3. Excessive Scar Formation
An excessive deposition of extracellular matrix at the wound site results in a hypertrophic scar or a keloid (See Figure 4-5 and 4-6). The rate of collagen synthesis, the ratio of type III to type I collagen, and the number of reducible cross-links remain high, a situation that indicates a “maturation arrest”, or block, in the healing process.
Keloid Formation
An excessive formation of collagenous tissue results in the appearance of a raised area of scar tissue called keloid. It is an exuberant scar that tends to progress and recur after excision. The cause of this is unknown. Genetic predisposition, repeated trauma, and irritation caused by foreign body, hair, keratin, etc., may play a part. It is especially frequent after burns. It is common in areas of the neck & in the ear lobes.
Hypertrophic Scar
Hypertrophic scar is structurally similar to keloid. However, hypertrophic scar never gets worse after 6 months unlike keloid, which gets worse even after a year and some may even progress for 5 to 10 years. Following excision keloid recurres, whereas a hypertrophic scar does not.
4. Excessive contraction
A decrease in the size of a wound depends on the presence of myofibroblasts, development of cell-cell contacts and sustained cell contraction. An exaggeration of these processes is termed contracture (cicatrisation) and results in severe deformity of the wound and surrounding tissues. Contracture (cicatrisation) is also said to arise as a result of late reduction in the size of the wound. Interestingly, the regions that normally show minimal wound contraction (such as the palms, the soles, and the anterior aspect of the thorax) are the ones prone to contractures. Contractures are particularly conspicuous in the healing of serious burns. Contractures of the skin and underlying connective tissue can be severe enough to compromise the movement of joints. Cicatrisation is also important in hollow viscera such as urethra, esophagus, and intestine. It leads to progressive stenosis with stricture formation. In the alimentary tract, a contracture (stricture) can result in an obstruction to the passage of food in the esophagus or a block in the flow of intestinal contents.
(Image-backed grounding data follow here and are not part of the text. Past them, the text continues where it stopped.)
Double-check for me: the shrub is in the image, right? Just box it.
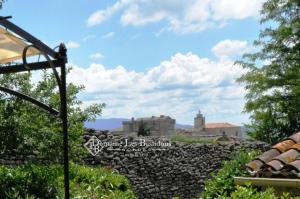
[201,150,260,199]
[0,163,136,199]
[219,184,299,199]
[62,163,136,198]
[219,184,277,199]
[0,164,60,198]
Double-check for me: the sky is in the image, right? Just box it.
[1,0,266,125]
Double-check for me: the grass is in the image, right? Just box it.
[171,134,216,144]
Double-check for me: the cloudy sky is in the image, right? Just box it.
[1,0,266,125]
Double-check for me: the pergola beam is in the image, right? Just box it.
[0,59,64,74]
[0,16,58,59]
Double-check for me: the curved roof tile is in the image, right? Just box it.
[246,131,300,177]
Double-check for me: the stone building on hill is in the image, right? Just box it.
[205,123,241,137]
[122,115,176,136]
[194,111,205,131]
[192,110,242,137]
[121,110,241,138]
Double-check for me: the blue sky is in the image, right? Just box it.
[1,0,266,125]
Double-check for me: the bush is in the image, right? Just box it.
[219,184,299,199]
[0,163,136,199]
[0,164,59,198]
[201,150,260,199]
[63,163,136,198]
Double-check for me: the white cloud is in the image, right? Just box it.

Several diseases are characterized by contracture and irreversible fibrosis of the superficial fascia, including Dupuytren disease (palmar contracture), plantar contracture (Lederhosen disease), and Peyronie disease (contracture of the cavernous tissues of the penis). In these diseases, there is no known precipitating injury, even though the basic process is similar to the contracture in wound healing.
5. Miscellaneous
Implantation (or epidermoid cyst: Epithelial cells which flow into the healing wound may later
sometimes persist, and proliferate to form an epidermoid cyst.